If confirmed by the Senate, Powell would begin serving as chair in February, replacing Janet Yellen, a Democrat, who Trump has at times praised but many Republicans wanted replaced.

Powell, a Republican, is widely viewed as a safe pick who is unlikely to make any dramatic changes to Fed’s handling of the economy at a time when the stock market is soaring and unemployment is at a 16-year low.

Powell has served as a Fed governor, a top leadership role within the central bank, since 2012. He also has experience in Washington and on Wall Street, having served as undersecretary of the Treasury Department for former President George H.W. Bush and as a partner at The Carlyle Group, a venture capital firm.

Powell was originally nominated to the Fed board by former President Obama. Former colleagues of Powell’s at the Fed describe him as right-leaning but not an ideologue.

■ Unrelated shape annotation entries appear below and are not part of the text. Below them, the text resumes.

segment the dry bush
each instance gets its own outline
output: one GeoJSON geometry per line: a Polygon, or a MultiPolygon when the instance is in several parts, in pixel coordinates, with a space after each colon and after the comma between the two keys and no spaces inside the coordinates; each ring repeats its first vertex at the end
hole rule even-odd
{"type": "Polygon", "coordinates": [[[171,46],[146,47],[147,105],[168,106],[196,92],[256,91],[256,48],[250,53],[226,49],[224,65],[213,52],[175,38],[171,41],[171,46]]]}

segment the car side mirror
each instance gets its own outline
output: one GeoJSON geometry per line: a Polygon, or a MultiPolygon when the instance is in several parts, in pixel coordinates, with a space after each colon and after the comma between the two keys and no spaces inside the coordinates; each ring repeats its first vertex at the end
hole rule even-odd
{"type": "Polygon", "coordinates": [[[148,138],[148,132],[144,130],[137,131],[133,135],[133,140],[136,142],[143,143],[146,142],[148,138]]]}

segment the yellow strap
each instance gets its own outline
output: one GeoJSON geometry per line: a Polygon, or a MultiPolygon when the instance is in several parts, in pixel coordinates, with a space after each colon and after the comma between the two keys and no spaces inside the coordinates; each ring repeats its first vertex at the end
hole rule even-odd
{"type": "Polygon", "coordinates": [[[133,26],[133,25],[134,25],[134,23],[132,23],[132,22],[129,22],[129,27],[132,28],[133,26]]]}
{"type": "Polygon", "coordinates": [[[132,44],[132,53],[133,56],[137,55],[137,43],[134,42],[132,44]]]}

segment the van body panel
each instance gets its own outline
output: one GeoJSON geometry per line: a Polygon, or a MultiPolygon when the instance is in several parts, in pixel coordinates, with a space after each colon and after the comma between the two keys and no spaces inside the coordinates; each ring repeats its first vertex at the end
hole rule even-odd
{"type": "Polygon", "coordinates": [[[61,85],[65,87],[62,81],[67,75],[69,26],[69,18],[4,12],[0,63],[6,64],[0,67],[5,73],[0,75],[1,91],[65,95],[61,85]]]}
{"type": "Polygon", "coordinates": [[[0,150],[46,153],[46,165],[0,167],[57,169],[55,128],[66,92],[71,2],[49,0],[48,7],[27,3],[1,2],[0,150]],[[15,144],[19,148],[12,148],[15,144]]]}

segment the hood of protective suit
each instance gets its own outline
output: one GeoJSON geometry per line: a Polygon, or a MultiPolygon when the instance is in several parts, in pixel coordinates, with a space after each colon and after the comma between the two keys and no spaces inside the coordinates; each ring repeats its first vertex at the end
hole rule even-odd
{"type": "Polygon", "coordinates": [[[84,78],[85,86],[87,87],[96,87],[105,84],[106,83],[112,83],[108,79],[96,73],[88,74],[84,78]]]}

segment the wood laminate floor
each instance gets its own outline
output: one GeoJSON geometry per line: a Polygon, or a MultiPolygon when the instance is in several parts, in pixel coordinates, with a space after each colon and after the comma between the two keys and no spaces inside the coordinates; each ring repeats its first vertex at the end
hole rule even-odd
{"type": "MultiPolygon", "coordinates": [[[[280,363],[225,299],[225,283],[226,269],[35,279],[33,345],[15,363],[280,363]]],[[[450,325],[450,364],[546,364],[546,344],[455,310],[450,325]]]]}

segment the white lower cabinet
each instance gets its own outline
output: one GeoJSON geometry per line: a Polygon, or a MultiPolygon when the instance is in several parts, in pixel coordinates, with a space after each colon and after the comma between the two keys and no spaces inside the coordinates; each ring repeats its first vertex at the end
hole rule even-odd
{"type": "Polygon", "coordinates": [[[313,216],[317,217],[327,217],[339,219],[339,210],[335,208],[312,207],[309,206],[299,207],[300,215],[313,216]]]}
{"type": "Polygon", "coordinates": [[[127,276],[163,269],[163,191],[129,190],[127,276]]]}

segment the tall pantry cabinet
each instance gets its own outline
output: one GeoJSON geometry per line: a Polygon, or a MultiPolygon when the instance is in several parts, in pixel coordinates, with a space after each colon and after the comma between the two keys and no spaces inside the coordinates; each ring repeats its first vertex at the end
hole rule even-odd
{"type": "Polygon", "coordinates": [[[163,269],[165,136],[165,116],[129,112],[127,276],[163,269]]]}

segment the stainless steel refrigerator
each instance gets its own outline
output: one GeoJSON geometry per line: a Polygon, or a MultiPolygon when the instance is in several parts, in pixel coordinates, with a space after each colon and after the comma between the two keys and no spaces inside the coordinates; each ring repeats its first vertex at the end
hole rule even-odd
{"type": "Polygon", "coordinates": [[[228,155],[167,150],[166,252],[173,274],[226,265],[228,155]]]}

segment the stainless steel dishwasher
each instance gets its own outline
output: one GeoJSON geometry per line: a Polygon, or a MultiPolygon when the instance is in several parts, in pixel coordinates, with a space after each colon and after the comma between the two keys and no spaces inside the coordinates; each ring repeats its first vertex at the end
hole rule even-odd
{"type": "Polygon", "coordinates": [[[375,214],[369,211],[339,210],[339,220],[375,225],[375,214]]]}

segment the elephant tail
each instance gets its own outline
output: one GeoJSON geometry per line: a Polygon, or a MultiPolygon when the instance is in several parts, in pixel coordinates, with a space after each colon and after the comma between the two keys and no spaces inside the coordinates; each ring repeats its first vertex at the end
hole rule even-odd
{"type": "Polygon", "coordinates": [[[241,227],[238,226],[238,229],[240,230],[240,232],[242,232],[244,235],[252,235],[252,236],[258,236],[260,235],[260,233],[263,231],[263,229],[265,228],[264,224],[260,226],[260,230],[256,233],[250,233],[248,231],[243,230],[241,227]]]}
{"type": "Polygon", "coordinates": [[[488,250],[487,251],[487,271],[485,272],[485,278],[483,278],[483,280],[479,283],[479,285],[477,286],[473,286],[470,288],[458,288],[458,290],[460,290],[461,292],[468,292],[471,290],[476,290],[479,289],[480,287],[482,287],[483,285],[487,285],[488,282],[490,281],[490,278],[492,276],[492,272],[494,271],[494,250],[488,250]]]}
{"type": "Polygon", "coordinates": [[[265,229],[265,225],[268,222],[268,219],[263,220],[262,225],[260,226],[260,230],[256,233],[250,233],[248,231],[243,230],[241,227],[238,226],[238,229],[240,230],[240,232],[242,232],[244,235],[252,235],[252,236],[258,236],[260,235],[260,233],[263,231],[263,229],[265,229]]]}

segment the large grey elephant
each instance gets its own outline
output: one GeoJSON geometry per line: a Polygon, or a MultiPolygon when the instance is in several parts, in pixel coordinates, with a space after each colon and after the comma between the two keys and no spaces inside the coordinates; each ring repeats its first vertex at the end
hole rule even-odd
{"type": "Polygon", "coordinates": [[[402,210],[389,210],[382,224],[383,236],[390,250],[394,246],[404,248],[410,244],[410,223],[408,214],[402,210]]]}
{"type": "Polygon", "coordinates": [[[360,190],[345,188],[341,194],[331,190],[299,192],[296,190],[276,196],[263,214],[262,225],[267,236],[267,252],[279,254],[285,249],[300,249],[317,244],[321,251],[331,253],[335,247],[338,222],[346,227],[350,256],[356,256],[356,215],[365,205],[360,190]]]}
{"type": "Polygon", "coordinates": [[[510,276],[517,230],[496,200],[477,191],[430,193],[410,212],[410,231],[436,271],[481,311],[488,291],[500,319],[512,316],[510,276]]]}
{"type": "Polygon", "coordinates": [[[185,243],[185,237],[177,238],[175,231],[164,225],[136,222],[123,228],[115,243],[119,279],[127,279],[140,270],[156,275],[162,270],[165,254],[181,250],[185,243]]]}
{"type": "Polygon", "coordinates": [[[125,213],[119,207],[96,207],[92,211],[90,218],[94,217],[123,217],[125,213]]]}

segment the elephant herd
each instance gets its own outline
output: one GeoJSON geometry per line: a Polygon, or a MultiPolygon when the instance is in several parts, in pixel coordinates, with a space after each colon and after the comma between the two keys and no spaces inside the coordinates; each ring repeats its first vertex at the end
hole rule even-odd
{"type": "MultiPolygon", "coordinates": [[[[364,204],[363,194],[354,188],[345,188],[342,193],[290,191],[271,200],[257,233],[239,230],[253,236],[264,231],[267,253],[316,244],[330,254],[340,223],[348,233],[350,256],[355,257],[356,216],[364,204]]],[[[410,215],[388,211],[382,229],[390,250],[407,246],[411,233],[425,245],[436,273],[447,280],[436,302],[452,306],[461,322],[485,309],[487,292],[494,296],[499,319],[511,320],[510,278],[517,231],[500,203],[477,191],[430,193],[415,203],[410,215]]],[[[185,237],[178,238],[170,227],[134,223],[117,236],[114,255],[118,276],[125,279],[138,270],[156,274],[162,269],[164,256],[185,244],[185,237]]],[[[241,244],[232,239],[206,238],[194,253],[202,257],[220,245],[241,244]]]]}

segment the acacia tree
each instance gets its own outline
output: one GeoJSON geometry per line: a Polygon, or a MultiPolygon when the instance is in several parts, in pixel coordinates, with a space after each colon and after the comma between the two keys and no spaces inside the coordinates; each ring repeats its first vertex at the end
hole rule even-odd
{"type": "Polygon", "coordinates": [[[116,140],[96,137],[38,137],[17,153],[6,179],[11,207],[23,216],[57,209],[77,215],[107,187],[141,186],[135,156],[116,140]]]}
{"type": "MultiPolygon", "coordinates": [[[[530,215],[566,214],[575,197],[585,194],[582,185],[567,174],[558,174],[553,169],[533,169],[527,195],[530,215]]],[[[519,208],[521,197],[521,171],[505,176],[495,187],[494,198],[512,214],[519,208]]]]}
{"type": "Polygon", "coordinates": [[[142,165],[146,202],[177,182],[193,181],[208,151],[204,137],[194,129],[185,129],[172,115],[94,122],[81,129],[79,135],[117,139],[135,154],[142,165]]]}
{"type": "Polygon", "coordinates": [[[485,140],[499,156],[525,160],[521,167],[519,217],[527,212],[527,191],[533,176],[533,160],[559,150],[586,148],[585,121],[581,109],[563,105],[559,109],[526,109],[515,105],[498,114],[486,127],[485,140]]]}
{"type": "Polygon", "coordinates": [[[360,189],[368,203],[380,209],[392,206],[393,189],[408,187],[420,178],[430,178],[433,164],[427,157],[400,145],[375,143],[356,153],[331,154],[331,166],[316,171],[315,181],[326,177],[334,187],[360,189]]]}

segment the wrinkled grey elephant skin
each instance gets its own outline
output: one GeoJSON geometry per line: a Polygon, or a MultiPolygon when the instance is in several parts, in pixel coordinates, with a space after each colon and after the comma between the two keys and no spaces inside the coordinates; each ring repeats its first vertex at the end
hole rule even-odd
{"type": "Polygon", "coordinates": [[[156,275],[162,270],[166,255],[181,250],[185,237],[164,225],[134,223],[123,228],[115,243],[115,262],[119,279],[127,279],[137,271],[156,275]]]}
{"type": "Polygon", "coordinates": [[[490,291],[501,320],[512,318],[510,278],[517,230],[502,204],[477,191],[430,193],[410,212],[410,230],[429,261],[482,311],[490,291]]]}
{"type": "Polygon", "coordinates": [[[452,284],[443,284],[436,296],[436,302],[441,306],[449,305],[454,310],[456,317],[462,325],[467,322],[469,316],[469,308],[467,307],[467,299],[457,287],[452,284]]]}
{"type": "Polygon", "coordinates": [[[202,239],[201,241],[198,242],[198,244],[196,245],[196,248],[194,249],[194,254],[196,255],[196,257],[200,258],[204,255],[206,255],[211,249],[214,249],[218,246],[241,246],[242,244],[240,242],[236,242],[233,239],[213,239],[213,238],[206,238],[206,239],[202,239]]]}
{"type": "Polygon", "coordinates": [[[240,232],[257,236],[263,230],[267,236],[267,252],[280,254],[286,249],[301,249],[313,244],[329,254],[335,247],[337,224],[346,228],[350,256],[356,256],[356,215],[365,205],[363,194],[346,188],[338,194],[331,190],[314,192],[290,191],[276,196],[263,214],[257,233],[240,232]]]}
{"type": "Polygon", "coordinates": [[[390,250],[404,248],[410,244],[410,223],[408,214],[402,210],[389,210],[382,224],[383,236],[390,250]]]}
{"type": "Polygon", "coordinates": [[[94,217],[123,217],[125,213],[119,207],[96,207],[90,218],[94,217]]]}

He worked for the Bipartisan Policy Center for several years after leaving The Carlyle Group and has developed a reputation as a consensus builder. Treasury Secretary Steven Mnuchin pushed hard for Powell to win Trump’s nod for the position after working with Powell recently on changes to bank regulations.

“Next to the Supreme Court, this is the second-most important decision Trump will make. It will outlast him as president,” says Richard Fischer, former president of the Federal Reserve Bank of Dallas.